El punto de vista que de la fase del Análisis de Requisitos realiza la Ingeniería del Software (IS) "clásica" establece los servicios que el sistema debe proporcionar y las restricciones bajo las cuales debe operar. Se especifican las condiciones que determinan qué debe hacer el sistema y cómo debe hacerlo, o sea requisitos:
- Funcionales, que describen una funcionalidad o un servicio del sistema.
- No funcionales, que suelen ser restricciones al sistema (p. e., tiempo de respuesta) o para su proceso de desarrollo (utilizar un determinado lenguaje).

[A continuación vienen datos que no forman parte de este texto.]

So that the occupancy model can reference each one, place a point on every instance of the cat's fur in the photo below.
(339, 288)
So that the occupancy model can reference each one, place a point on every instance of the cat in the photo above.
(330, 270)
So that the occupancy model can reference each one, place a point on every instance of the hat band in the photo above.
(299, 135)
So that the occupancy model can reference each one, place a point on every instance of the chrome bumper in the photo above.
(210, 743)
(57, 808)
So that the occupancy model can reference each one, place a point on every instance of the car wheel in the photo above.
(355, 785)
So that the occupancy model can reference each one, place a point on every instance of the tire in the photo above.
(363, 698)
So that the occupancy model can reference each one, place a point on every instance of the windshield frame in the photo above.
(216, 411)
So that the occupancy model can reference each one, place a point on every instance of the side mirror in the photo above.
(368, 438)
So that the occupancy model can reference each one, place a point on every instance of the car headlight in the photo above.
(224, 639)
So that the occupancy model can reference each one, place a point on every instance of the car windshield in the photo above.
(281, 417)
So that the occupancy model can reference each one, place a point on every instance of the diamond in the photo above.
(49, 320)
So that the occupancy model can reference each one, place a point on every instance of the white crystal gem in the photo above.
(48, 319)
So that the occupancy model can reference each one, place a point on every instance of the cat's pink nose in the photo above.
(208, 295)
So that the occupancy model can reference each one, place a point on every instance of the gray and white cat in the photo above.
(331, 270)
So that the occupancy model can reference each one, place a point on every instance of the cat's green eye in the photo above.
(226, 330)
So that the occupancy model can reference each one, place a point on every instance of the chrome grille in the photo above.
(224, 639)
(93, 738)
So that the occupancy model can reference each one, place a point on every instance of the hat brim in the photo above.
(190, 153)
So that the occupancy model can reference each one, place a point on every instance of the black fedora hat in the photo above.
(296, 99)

Por otra parte, los modelos de Ingeniería de los Requisitos añaden nuevos factores a tener en cuenta que, de realizarse, garantizarán el desarrollo de un sistema con un grado mucho tanto desde el punto de vista funcional como de su usabilidad y de su accesibilidad.
Aun así, las aproximaciones al desarrollo de software "centradas en el usuario" reconocen que es imposible especificar todos los requisitos por adelantado [BRO95].

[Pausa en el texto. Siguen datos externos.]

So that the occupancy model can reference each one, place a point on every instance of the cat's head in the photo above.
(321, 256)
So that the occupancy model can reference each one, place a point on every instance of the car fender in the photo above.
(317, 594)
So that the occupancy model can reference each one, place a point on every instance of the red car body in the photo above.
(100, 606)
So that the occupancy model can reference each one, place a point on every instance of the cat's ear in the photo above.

Los clientes no pueden apreciar sus necesidades reales hasta que no pueden ver e interactuar con las opciones de que disponen (muchos requisitos son descubiertos una vez los usuarios interactúan con el "runnig prototype" [BRO95]); o incluso más, no aprecian las nuevas tecnologías hasta que no las prueban, simplemente porque las desconocen. No se sabe lo que se ha desarrollado hasta que no se ha realizado el primer "wrong system85" [ROS02a].
De las afirmaciones anteriores se deduce que será imposible determinar todos estos objetivos en una primera fase o visita con el cliente. Deberá ser el propio Equipo de Desarrollo quien, haciendo uso de las técnicas de prototipaje y evaluación referenciadas por el modelo de proceso junto con las actividades de protección de la Gestión de la Configuración, GC, (explicada en el apartado 2.2.4.1), sea capaz de definir toda esta información lo más detallada y efectivamente posible.

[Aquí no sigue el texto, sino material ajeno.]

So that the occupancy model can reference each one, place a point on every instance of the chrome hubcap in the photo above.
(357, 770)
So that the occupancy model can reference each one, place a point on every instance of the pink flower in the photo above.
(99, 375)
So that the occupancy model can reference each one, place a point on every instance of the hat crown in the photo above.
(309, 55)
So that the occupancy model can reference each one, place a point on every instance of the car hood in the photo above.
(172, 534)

¡Aun así, los cambios son inevitables!, por lo que tenemos la obligación de reducir su número y disminuir al máximo el impacto de los mismos.
El modelo de proceso, MPIu+a, utiliza parte de la GC de la IS a la que le aplica un cambio decisivo para conseguir el deseado diseño centrado en el Usuario: En la IS el Diseño de las Interfaces se aborda después de haber especificado el diseño de los datos, el arquitectónico y el de los módulos, mientras que en el MP el Diseño de las Interfaces pasa a primer término y el resto viene condicionado, si procede, a la Interfaz.

Este cambio, aunque parece menor e insignificante, es altamente determinante, pues ello conlleva a una total reorientación en la forma de trabajar con muchas connotaciones colaterales. Vincular el diseño de la estructura interna del sistema al diseño de su interfaz introduce, por ejemplo, cambios en la estructura de las Bases de Datos debidos a una especificación impuesta por un requisito de la interfaz.